Anche perché quella giornata non si esaurisce nella centrale Piazza Unità. Il fronte del porto è ancora caldo. Dopo lo sgombero del mattino, le forze di polizia si sono assestate a centro strada, di fronte al Varco. Campi Elisi è chiusa al traffico, come anche le rive cittadine di fronte a Piazza Unità. Da una parte e dell’altra del blocco di polizia (che sigilla il varco) sono in corso due presidi. Uno, sul lato verso il centro città, è composto da gruppi veneti e altri elementi sparsi, ed è assolutamente tranquillo anche se determinato a non mollare il simbolo della protesta, il porto. Dall’altra parte si assesta un gruppo con forti infiltrazioni neofasciste: qui il blocco è duro, con barricate e risposte che tengono a distanza la polizia.  

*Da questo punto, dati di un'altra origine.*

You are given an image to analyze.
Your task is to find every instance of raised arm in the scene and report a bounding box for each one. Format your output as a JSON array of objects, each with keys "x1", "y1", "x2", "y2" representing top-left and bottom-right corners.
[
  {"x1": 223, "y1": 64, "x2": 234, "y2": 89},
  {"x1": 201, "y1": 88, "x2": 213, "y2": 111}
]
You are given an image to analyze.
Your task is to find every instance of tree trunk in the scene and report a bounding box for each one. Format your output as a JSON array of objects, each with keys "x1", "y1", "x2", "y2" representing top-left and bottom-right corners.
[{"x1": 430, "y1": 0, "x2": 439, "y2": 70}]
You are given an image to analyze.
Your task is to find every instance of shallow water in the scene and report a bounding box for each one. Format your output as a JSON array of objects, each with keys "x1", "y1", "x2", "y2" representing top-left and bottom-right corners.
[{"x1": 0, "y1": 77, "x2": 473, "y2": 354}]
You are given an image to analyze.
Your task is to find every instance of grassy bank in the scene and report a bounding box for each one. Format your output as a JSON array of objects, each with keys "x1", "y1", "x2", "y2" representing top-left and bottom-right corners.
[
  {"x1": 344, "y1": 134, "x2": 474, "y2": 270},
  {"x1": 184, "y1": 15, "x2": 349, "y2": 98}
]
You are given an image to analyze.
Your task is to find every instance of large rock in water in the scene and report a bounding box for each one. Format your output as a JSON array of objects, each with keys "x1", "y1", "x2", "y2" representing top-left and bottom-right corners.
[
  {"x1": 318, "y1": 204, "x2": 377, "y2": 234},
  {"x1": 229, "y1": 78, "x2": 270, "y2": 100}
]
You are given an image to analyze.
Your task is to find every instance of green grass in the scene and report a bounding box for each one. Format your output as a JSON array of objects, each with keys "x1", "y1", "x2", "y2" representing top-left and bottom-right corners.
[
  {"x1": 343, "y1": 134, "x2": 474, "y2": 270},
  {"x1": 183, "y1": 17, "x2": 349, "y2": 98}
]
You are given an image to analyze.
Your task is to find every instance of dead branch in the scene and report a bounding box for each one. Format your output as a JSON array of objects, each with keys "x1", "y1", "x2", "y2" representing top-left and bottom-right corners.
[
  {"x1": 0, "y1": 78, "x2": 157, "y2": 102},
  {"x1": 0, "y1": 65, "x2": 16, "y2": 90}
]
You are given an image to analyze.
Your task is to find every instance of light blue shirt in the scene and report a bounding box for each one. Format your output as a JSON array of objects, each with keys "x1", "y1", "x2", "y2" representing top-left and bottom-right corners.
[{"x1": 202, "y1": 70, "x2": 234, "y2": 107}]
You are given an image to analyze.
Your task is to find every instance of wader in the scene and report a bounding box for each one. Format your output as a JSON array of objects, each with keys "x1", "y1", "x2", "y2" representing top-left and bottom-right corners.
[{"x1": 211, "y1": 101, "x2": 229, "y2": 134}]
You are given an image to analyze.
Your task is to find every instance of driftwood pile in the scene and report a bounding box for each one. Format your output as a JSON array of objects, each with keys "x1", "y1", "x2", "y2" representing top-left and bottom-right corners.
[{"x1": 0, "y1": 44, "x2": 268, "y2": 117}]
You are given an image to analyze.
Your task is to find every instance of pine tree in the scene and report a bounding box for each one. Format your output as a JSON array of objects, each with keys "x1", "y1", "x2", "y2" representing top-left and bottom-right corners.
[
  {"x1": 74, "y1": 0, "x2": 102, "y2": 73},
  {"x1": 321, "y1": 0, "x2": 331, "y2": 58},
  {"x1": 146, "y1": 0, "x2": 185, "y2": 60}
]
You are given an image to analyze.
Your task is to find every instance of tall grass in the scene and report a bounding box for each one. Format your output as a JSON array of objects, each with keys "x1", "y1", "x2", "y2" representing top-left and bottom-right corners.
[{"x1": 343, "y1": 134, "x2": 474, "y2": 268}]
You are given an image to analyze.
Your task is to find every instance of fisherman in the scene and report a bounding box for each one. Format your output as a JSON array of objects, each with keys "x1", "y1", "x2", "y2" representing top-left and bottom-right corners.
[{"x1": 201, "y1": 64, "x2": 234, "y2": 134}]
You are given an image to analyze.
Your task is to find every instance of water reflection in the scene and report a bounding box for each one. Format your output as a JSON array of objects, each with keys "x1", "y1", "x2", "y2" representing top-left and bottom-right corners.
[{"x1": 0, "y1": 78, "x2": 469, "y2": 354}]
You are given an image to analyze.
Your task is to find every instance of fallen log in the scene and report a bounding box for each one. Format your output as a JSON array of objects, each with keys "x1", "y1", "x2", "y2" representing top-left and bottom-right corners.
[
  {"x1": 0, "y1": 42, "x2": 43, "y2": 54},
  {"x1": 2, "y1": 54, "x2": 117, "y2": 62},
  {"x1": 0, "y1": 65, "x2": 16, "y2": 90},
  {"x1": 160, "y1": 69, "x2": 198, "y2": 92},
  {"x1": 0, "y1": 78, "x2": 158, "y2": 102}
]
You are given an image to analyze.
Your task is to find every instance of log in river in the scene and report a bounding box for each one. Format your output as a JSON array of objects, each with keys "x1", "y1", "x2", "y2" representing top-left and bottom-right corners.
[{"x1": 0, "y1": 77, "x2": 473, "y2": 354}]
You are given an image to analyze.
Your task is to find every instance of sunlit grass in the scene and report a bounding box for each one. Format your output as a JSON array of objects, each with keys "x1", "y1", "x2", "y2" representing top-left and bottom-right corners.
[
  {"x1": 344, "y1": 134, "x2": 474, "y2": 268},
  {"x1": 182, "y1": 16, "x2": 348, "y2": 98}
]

La situazione è insostenibile, perché il varco di fatto è ancora bloccato e i camion, fatti scendere dall’autoporto di Fernetti, non possono muoversi: si snoda una fila interminabile di Tir in direzione Valmaura e tangenziale.  

La polizia decide dunque di rompere questa sorta di assedio caricando a lacrimogeni prima il fronte più tranquillo. Le cariche, sporadiche, proseguiranno tutto il pomeriggio per allontanare le persone di ogni genere che a piccoli gruppi affluiscono in quella direzione. Dall’altra parte, qualche tempo dopo, si decide lo stesso: qua gli scontri si fanno duri fino a tarda sera, con la brutalità della polizia che entra direttamente nelle viuzze delle zone popolari di Campi Elisi.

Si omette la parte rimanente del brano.